Tool-call compatibility unclear

Tool calls are structured chunks with strict syntax. Are they emitted in one denoising pass? Across many? What happens if the JSON is half-committed and then the rest can’t close it? No production diffusion LM has shipped tool use yet.

Reasoning: the harder open question

Chain-of-thought, RLHF’d reasoning, the o1/R1 paradigm — all of these rely on the model emitting long sequential reasoning chains where each step depends on the previous one. That is the worst case for diffusion: maximum conditional dependency, maximum sequence length where the parallel-decoding advantage matters. None of the published diffusion LMs have a credible reasoning-mode story.

The verdict, for now

Diffusion text generation is plausible for small on-device models that produce short, fluent, single-turn answers. It is unproven for reasoning, tool-use, and agentic loops. Raschka’s framing is precisely this: it may replace distilled autoregressive models, not the frontier. That is a genuinely useful niche — not a paradigm shift.

08

Companion Decks — Where to Go Next

01

Linear-Attention Hybrids →
MiniMax-M1, Qwen3-Next, DeepSeek V3.2, Kimi Linear. Gated DeltaNet, the 3:1 hybrid pattern, and why MiniMax-M2 reverted. KV-cache calculator widget.
03

Code World Models →
CWM 32B. Mid-training that makes the model predict program state evolution. SWE-bench parity at 4× smaller. Interactive: world-model rollout stepper.
04

Small Recursive Transformers →
HRM, TRM (7M params). Iterative self-loops for ARC-AGI. The surprising attention-not-required ablation. Recursive trace viewer.
05

When to Reach for Non-Transformer →
A practical decision-tree synthesising all four families. Walk your workload through the tree and see which architecture fits.

09

Things to Try Yourself

15 minutes — play with the visualiser

Watch the order tokens get committed in. Predict, before pressing Run, where the diffusion model will stumble — positions that depend on later tokens. The widget seeds a fixed sentence so you can see the same trajectory repeatedly.

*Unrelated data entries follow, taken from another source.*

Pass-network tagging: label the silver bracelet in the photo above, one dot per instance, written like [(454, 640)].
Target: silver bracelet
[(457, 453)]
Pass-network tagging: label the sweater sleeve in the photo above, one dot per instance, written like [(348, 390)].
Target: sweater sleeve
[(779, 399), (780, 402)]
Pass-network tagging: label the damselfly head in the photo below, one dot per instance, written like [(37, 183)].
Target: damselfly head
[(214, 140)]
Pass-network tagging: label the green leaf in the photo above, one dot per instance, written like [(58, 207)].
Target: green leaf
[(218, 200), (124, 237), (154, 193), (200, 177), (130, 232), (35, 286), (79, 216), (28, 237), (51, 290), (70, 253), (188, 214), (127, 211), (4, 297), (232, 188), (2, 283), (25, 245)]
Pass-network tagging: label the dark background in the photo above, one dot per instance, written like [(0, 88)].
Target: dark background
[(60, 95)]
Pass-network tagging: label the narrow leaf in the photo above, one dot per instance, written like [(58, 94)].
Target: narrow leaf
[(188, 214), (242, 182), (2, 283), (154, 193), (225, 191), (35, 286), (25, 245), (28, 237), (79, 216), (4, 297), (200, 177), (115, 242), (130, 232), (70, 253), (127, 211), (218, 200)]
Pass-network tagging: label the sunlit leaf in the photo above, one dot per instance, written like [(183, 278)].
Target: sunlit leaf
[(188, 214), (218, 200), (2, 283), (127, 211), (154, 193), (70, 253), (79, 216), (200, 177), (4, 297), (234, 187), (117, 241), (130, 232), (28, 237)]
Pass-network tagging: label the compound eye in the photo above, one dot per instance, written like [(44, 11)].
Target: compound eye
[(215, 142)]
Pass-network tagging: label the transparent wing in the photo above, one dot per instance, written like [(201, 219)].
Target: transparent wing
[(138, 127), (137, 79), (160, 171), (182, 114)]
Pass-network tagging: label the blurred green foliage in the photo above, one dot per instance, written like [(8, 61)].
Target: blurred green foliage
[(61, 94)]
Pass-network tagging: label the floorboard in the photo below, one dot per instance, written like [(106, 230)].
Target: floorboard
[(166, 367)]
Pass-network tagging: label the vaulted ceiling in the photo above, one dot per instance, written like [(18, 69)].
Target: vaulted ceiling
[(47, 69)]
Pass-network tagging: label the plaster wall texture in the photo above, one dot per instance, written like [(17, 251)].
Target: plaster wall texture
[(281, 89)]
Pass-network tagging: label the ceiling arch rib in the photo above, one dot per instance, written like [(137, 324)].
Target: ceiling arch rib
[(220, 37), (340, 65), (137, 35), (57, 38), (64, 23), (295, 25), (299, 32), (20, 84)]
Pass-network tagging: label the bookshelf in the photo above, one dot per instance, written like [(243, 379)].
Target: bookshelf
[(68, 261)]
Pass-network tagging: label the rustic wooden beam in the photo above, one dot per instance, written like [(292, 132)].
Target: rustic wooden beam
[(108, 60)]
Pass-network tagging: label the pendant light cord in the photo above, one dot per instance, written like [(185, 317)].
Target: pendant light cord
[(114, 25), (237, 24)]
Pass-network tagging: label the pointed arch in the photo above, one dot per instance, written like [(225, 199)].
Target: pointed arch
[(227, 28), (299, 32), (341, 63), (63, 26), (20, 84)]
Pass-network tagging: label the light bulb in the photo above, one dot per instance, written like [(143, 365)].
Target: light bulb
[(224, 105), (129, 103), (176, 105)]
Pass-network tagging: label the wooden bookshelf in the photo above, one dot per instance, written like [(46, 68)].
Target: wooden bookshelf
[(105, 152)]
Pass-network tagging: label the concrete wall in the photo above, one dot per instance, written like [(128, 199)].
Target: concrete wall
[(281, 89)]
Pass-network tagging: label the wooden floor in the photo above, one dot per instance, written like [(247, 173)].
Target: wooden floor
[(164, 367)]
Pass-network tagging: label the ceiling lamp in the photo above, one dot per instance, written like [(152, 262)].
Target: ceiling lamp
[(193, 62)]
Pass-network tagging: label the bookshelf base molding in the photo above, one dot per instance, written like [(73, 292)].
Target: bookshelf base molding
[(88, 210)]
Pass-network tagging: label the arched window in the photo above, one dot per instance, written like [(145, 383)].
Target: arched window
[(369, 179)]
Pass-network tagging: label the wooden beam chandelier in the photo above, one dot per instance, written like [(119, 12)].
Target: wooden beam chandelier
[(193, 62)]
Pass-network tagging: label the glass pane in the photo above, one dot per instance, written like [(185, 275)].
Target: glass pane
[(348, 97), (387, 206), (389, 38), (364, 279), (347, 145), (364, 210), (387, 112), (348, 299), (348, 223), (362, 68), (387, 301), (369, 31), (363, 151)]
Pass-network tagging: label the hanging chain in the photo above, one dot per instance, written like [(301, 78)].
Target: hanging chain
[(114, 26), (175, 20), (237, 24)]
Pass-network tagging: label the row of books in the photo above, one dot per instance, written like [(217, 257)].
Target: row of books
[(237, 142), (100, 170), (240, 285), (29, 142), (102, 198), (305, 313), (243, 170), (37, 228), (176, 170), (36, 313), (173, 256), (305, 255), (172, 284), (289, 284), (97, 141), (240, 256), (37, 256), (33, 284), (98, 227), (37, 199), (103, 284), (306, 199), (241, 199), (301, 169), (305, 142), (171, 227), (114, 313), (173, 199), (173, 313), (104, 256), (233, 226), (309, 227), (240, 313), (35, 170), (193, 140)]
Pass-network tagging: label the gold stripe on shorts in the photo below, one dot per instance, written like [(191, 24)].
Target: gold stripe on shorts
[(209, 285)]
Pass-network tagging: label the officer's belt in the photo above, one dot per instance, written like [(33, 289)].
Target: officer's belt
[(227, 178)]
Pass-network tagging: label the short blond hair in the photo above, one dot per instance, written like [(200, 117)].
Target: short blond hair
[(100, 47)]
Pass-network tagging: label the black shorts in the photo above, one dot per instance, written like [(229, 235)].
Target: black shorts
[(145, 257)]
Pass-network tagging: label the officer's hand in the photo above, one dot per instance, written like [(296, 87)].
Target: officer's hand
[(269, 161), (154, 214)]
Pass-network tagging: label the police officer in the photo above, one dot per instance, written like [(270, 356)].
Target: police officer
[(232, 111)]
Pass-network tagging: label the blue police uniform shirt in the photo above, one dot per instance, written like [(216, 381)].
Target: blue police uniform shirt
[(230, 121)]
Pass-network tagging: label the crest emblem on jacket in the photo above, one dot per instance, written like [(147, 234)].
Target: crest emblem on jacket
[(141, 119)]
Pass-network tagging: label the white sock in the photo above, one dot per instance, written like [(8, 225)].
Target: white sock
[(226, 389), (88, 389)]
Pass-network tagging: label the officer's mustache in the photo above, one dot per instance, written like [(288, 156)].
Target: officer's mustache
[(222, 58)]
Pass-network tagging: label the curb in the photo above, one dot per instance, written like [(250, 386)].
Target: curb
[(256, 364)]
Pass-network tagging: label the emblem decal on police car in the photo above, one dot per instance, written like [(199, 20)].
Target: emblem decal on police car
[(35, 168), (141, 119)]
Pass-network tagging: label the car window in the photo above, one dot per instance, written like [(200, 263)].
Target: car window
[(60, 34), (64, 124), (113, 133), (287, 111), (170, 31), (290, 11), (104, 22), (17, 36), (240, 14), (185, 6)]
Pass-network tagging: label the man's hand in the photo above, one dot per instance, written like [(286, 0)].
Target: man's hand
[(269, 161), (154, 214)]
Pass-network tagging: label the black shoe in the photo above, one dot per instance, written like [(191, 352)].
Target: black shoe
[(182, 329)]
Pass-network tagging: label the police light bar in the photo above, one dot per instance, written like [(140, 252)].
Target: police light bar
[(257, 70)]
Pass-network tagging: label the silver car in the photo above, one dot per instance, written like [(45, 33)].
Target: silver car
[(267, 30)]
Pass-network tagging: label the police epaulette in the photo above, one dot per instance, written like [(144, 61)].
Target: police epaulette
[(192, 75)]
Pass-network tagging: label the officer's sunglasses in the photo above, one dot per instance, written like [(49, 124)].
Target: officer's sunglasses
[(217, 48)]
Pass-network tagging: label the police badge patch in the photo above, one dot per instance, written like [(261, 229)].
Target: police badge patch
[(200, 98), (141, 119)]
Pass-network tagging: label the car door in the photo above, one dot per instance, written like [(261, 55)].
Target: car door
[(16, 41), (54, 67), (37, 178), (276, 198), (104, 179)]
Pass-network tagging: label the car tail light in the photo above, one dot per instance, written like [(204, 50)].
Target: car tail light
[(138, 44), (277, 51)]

1 hour — run LLaDA-Instruct

The weights are open. Run a prompt that requires “New York” in a non-obvious place. Compare to a same-size autoregressive model. The error mode you hit (or don’t) is the one ParallelBench characterises.

An afternoon — vary the step count

LLaDA exposes the denoising step count as a knob. Sweep it from 4 to 256. Plot accuracy and latency. The trade-off curve is non-monotonic in interesting ways — too few steps causes commitment errors; too many wastes compute and approximates autoregressive cost.

A weekend — force it to do tool use

Try to wire LLaDA into an agent loop with a single bounded tool. Document where it breaks. The failure modes are not yet well-understood; even a small empirical study fills a real gap.

Read the source

Start with the LLaDA paper for the cleanest exposition. Then ParallelBench for the limitations. The Gemini Diffusion blog post is short; the technical detail in it is what they chose not to disclose.

Watch for —

The next public diffusion-LM release that ships tool-calling, or a reasoning-mode variant, or both. Whichever lab does it first will have made a non-trivial architectural breakthrough. None has, as of this writing.

A diagnostic prompt for your team

Next time a vendor pitches you on “parallel decoding for free”, ask them: does your model stream? Does it support tool calls? Does it run in your reasoning mode? If any of those is “no”, you are looking at an on-device-class deployment, not a frontier replacement — whether or not the marketing says otherwise.